Сначала я напечатала деловое письмо — официальный запрос о предоставлении технической документации и руководства по эксплуатации новых импортных машин для приготовления фруктового джема. Все это время он не сводил глаз с моих пальцев. Мой же взгляд, отрываясь от текста на какие-то доли секунды, успевал подмечать лишь разрозненные фрагменты — его брюки, ботинки, запонки или ремень.
Печатать такие письма нелегко. Правила их оформления требуют особой возни с абзацами и межстрочными интервалами. Даже в обычном режиме над ними приходится попотеть, но когда в затылок дышит учитель, я просто обречена допускать ошибку за ошибкой.
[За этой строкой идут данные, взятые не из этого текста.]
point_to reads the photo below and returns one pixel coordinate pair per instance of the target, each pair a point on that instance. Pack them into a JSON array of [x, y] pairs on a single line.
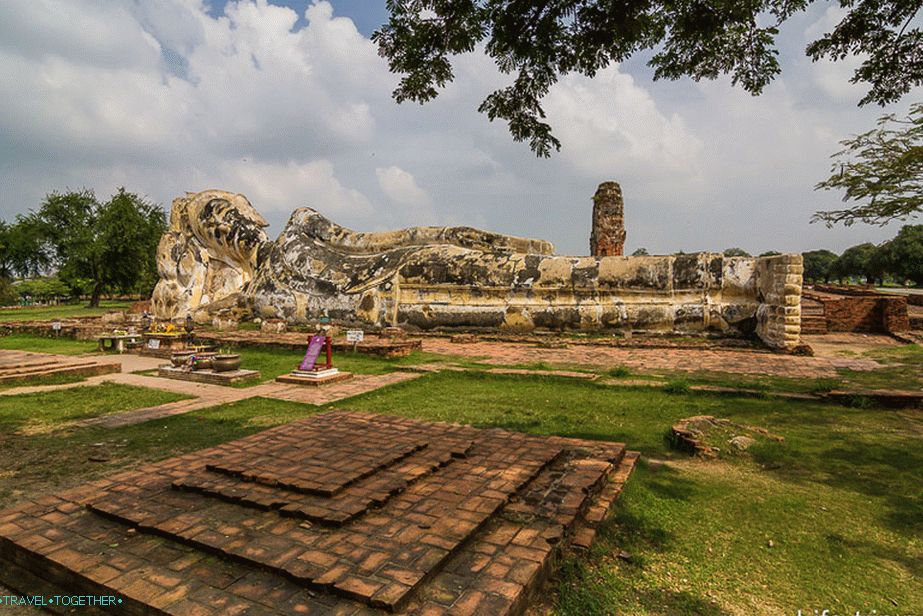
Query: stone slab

Ни одна из этих ошибок не ускользает от него. Каждый раз он сгибается пополам, наклоняет лицо чуть не к самой машинке и показывает, где что не так. И хотя в подобной манере совсем не чувствуется упрека, некая сила, исходящая от него, всякий раз словно загоняет меня в тесный угол.
— Среднему пальцу левой недостает напора… Поэтому верх буквы е отпечатывается слабо.
Он указывает в тексте на бледные буковки е, затем берет средний палец моей левой руки.
— У этого кончик поврежден, верно?
— Да. В детстве разбила баскетбольным мячом, — отвечаю я неожиданно сипло.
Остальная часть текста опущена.